On the first day of former Sudan President al-Bashir’s trial in Khartoum, Yasser Basheer, formerly one of the president’s office managers and a witness for the defense, told the court that the president had a room in the palace, stocked with millions of Euros in cash. Basheer claimed that only the president had the key to this room, and the money in it was used to make payments to senior generals and other government officials; including the deputy leader of the powerful paramilitary Rapid Support Forces.

A second defense witness, Abdelmoneim Mohamed, an accountant with a private university told the court that al-Bashir had personally given 4 million euros to the director and deputy director of the university. 

Both witnesses seemed to confirm rather than refute the corruption allegations swirling around the ex-president.

Both witnesses seemed to confirm rather than refute the corruption allegations swirling around the ex-president.

Al-Bashir himself was silent in the courtroom, but in recent days seems to have hindered his own defense just as much as his chosen witnesses: In his first public remarks since being ousted by the military al-Bashir claimed that he received $25 million from Muhammad bin Salman, the Crown Prince of Saudi Arabiasent in cash, by private jet.

As a defense strategy against corruption charges, it certainly seems self-defeating to declare that you were the recipient, and distributor, of huge cash transfers from foreign leaders. It raises the question, what exactly is al-Bashir thinking?
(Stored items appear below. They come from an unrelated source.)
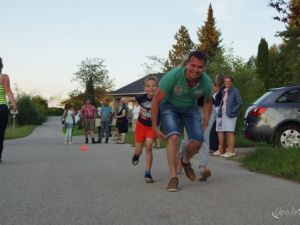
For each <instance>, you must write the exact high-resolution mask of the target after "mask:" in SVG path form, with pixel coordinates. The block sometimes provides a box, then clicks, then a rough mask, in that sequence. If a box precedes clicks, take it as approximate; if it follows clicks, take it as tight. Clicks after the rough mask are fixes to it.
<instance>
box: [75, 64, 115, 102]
mask: <svg viewBox="0 0 300 225" xmlns="http://www.w3.org/2000/svg"><path fill="white" fill-rule="evenodd" d="M73 80H74V81H78V82H79V83H80V85H81V87H82V88H83V89H84V90H85V91H84V92H85V94H86V96H85V97H86V98H89V99H91V102H93V103H94V104H95V102H96V100H95V93H94V92H95V88H96V87H99V88H101V89H103V90H106V91H110V90H111V88H112V87H113V80H112V79H110V77H109V75H108V70H107V69H106V66H105V64H104V60H103V59H100V58H86V59H85V60H83V61H81V63H80V65H79V70H78V71H77V72H75V73H74V78H73Z"/></svg>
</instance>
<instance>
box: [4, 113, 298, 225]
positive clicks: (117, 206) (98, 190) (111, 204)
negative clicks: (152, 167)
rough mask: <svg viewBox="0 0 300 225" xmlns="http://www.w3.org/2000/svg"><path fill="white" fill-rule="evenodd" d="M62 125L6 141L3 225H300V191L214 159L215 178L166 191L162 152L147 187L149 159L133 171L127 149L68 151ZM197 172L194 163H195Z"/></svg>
mask: <svg viewBox="0 0 300 225" xmlns="http://www.w3.org/2000/svg"><path fill="white" fill-rule="evenodd" d="M60 130H61V128H60V121H59V119H58V118H49V120H48V122H47V123H45V124H43V125H42V126H40V127H38V128H37V129H36V130H35V131H34V132H33V133H32V134H31V135H30V136H29V137H27V138H24V139H18V140H10V141H6V142H5V149H4V153H3V159H4V162H3V163H1V164H0V224H1V225H97V224H105V225H111V224H115V225H127V224H128V225H135V224H137V225H143V224H145V225H146V224H147V225H152V224H153V225H154V224H167V225H171V224H172V225H173V224H179V225H194V224H195V225H199V224H205V225H210V224H216V225H222V224H230V225H241V224H243V225H244V224H251V225H255V224H258V225H267V224H270V225H271V224H282V225H288V224H293V225H298V224H300V209H299V208H300V197H299V196H300V184H298V183H295V182H290V181H287V180H284V179H279V178H274V177H269V176H265V175H261V174H256V173H253V172H249V171H247V170H245V169H244V168H242V167H240V166H239V163H237V162H234V161H231V160H227V159H221V158H215V157H210V168H211V170H212V173H213V175H212V177H211V178H210V179H209V180H208V181H206V182H199V181H195V182H189V181H188V180H187V179H186V178H185V175H180V176H179V182H180V191H179V192H176V193H169V192H167V191H166V190H165V187H166V185H167V182H168V180H169V177H168V172H167V164H166V157H165V150H155V151H154V164H153V171H152V173H153V178H154V179H155V181H156V182H155V183H153V184H146V183H145V181H144V177H143V171H144V158H143V156H142V157H141V160H140V163H139V165H138V166H136V167H134V166H132V165H131V162H130V161H131V156H132V152H133V149H132V148H131V147H130V146H129V145H118V144H113V143H109V144H97V145H91V144H89V145H88V151H87V152H82V151H80V146H81V144H82V143H83V141H84V138H83V137H75V138H74V144H73V145H71V146H67V145H64V144H63V135H62V133H61V131H60ZM193 165H194V167H195V169H197V168H196V165H197V160H196V159H195V160H194V161H193Z"/></svg>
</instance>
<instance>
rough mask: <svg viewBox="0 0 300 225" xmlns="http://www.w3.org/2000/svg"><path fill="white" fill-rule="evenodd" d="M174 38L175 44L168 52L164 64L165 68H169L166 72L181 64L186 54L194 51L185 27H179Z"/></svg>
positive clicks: (191, 42)
mask: <svg viewBox="0 0 300 225" xmlns="http://www.w3.org/2000/svg"><path fill="white" fill-rule="evenodd" d="M174 38H175V40H176V43H175V44H174V45H173V46H172V47H173V48H172V49H171V50H170V51H169V57H168V60H167V61H166V64H165V66H167V67H169V68H166V70H168V69H170V68H172V67H175V66H178V65H179V64H181V63H182V61H184V60H185V59H186V57H187V56H188V54H189V53H190V52H191V51H192V50H193V49H194V43H193V41H192V40H191V38H190V35H189V32H188V30H187V28H186V27H185V26H183V25H182V26H180V28H179V30H178V32H177V33H176V35H175V37H174Z"/></svg>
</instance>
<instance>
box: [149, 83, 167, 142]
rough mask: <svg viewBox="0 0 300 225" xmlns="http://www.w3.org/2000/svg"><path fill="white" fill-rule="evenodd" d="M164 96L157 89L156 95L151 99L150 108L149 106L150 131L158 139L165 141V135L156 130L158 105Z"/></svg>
mask: <svg viewBox="0 0 300 225" xmlns="http://www.w3.org/2000/svg"><path fill="white" fill-rule="evenodd" d="M165 96H166V94H165V93H164V92H163V91H162V90H160V89H159V88H158V89H157V92H156V94H155V95H154V97H153V99H152V106H151V120H152V129H153V131H154V132H155V134H156V135H157V137H158V138H160V139H166V137H165V135H164V134H163V133H162V132H161V131H160V130H159V129H158V128H157V118H158V111H159V105H160V103H161V101H162V100H163V99H164V98H165Z"/></svg>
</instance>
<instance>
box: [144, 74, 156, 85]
mask: <svg viewBox="0 0 300 225" xmlns="http://www.w3.org/2000/svg"><path fill="white" fill-rule="evenodd" d="M149 80H153V81H155V83H156V85H157V84H158V79H157V77H156V76H153V75H150V76H148V77H146V78H145V80H144V86H146V83H147V81H149Z"/></svg>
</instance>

Two theories seem plausible: First, it is possible that al-Bashir seeks not to deny that he was running an immense network of state patronage, but to portray it as a positive, almost fatherly way of governing. When he admitted to receiving the money from Muhammad bin Salman, the ex-president was careful to state that he had kept none of it for himself, but that he had donated it to good causes. Yasser Basheer, in his “room full of cash” testimony claimed that much of the money disbursed by al-Bashir was used to pay for citizens’ medical treatment. Similarly, Abdelmoneim Mohamed may have sought to present the 4-million-euro payment not as a bribe but a donation for worthy educators.

Second, it may be that al-Bashir is simply trying to implicate as many people as possible in his own corruption, in order to make clear that a genuine exercise in justice would be just as dangerous for his accusers as for himself. In naming characters as diverse as the deputy head of the RSF, the directors of a major educational institution and the Crown Prince of Saudi Arabia, al-Bashir is signalling that he is a man who holds many secrets, and therefore considerable ability to embarrass the military wing of Sudan’s new transitional government and its international supporters.

It may indeed be a mix of both strategies.

Personal gifts to al-Bashir were part of how Saudi Arabia has been able to use Sudanese troops to support its war in Yemen.

In the meantime, al-Bashir’s unexpected strategy (if it is a strategy) is disclosing fascinating details about the workings of the authoritarian regime. The most eye-catching detail is the gift from Muhammad bin Salman, a detail which, if true, lays bare the extent to which the Saudi leadership, and bin Salman in particular, supported the dictatorship in Sudan. Particularly damaging is the implication that personal gifts to al-Bashir were part of how Saudi Arabia has been able to use Sudanese troops to support its war in Yemen. A war in which 10-14 thousand Sudanese are fighting and in which hundreds have died.

Also intriguing is the sheer simplicity of the patronage system: little more than cash, literally locked in a room. Bashir’s patronage network seems to have relied less on the state-apparatus than analysts had assumed, and instead consisted of little more than cash handouts, directed by the president himself.

What is certain is that this trial promises to be a lot more revealing than observers in Sudan and abroad had expected. If al-Bashir continues with this line of defense, and if the prosecution dares to be equally revealing, then we may see much of the workings of the old regime laid bare to the public eye. 

The potential consequences for Sudan are hard to gauge. Such an exercise in transitional justice holds out the hope of genuine progress against corruption, but also raises the risk of embarrassing the military generals in government to the point that they feel their power is threatened, and that they must take further violent action against their civilian counterparts in order to secure their power against possible judicial or political threats.

On trial, and standing in a steel cage, Al-Bashir may appear cornered, but he is a very adaptable man, and a supreme political operator. It is likely that whatever he is doing, he is doing it with focus and intent.